Some time ago, I was talking with a colleague about some reading and writing activities and the idea of Poll Everywhere came up again, but this time I had an idea of how it could be used to help students draw from their previous knowledge during a pre-reading exercise. Students respond online to a series of statements based on the text they are about to read by giving their opinions on whether they agree or disagree with the sentence. The results are then posted for everyone to see and discuss before reading the text. After, the students go back over the results to compare the answers from the text and their previous responses.
  • Previous knowledge: Students are able to draw from their own experiences and knowledge on the topic.
  • Discussion on the topic: Students are engaging with the topic and with their peers before reading the text.
  • Vocabulary: Students are able to learn or review vocabulary based on the topic before reading the text.
  • Critical discussion: Students debate the merits of each statement, giving their own opinions before reading someone else’s viewpoint.
  • Noticing: Students read the text for specific information.
  • Online survey: There are a number of good free online survey makers, but for the sake of this demonstration, I will be using Poll Everywhere. It is simple to use, doesn’t require registration, and displays results in real-time.

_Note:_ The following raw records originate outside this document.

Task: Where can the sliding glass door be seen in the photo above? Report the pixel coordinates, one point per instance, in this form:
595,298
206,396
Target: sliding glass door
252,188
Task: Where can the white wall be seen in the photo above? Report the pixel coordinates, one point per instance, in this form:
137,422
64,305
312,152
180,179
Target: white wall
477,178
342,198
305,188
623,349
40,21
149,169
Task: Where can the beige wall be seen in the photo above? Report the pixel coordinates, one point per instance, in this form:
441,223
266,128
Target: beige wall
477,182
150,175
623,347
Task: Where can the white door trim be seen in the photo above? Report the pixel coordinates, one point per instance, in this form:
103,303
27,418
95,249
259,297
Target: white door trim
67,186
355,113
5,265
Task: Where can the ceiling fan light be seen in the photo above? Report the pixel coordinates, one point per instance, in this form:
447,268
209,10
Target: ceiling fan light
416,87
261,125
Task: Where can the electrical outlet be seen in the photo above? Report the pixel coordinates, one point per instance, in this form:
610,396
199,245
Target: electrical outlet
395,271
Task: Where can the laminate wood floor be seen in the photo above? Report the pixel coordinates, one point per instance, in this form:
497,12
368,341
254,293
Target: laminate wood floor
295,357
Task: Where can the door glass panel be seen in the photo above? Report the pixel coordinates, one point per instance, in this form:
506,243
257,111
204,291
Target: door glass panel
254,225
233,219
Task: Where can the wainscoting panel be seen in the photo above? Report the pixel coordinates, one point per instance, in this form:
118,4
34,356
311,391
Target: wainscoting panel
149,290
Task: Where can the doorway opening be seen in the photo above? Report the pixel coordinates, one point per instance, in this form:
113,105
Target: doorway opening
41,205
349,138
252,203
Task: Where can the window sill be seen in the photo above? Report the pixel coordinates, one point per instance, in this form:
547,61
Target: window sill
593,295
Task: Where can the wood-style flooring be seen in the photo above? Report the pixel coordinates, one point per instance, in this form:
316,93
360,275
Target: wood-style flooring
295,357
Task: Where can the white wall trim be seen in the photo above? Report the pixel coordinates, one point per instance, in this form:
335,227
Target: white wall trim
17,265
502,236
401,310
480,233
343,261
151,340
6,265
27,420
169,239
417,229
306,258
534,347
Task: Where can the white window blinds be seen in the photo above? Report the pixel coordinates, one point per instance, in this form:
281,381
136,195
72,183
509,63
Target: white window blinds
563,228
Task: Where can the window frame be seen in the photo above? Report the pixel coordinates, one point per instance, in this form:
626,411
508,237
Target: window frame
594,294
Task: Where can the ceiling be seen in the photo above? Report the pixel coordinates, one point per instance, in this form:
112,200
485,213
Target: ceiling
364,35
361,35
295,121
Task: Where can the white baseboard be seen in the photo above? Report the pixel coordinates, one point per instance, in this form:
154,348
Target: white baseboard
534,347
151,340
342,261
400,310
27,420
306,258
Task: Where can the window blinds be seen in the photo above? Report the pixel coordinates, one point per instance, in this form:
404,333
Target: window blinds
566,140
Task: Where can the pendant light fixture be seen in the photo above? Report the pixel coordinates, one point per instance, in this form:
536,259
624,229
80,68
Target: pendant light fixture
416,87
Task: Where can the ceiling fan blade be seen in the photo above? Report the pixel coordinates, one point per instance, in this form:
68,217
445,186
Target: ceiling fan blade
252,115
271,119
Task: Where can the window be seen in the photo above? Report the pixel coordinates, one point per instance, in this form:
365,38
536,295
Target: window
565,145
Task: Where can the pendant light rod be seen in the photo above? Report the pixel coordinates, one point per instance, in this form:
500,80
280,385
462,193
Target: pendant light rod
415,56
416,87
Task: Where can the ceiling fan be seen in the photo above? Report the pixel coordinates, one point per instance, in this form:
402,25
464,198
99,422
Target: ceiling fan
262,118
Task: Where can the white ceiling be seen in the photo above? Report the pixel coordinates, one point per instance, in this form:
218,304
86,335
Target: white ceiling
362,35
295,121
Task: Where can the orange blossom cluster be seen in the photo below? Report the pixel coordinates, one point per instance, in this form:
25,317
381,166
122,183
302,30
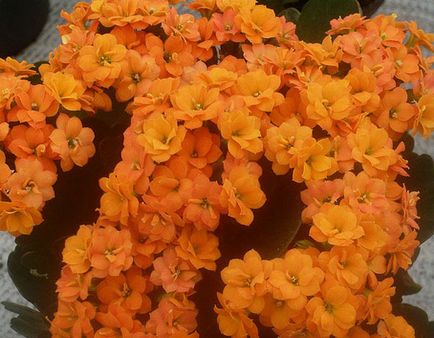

  • Web annotator: Once again, there are a good deal of quality sites and tools for annotating pages. For this project, I will use BookmarkQ for its simplicity and the clean results.
  • Internet device: I prefer the use of cell / mobile phones for this task, but since some schools don’t allow the use of phones in the classroom, I will demonstrate how you can use either a computer or phone to enter in the results.
  • Large display: The obvious choice is an Interactive Whiteboard (IWB) although most schools don’t have these and for this project, a simple computer and data projector will do just fine. You can even just have students look on their computer screens, but it loses the community type of feel to it.
  • Collaborative document: Google Drive works well, but since some students might not have a Google account, I prefer to set up a TitanPad document that they can use without having to sign up.
  1. Find an appropriate text: This could be paper-based or online for this activity.
  2. Create a list of statements: Create a series of statements based on information from the text. Students should be able to agree or disagree with the statements.
  3. Create a poll: Go to Poll Everywhere and create a multiple-choice poll using each statement as a separate questions with Agree / Disagree as the two options.
  4. Share their thoughts: Before having the students complete the poll, have them discuss what they think the article is about and the information that could possibly be found in it. This can be done as a class or in small groups.
  5. Complete the poll: Have students complete the poll on their own and show the results in real-time on the IWB or projector.
  6. Discuss the results: Have the class discuss the results after everyone is done. Have students share any new words that they may have come across in the statements.
  7. Read the text: Have students read the text and then complete the poll again, keeping a copy of the original poll results before clearing them for the students.
  8. Compare the results: Put students in groups to look at the results. Have them share anything they find surprising or things where they disagree with the author.
  • Students could use an online annotation tool such as BookmarkQ or Infocus.cc to share they answers to the poll questions.
  • Students could follow this up with more research on the topic using an online annotation tool and Wallwisher or TitanPad to share links to what they found. This could culminate in a writing exercise or presentation.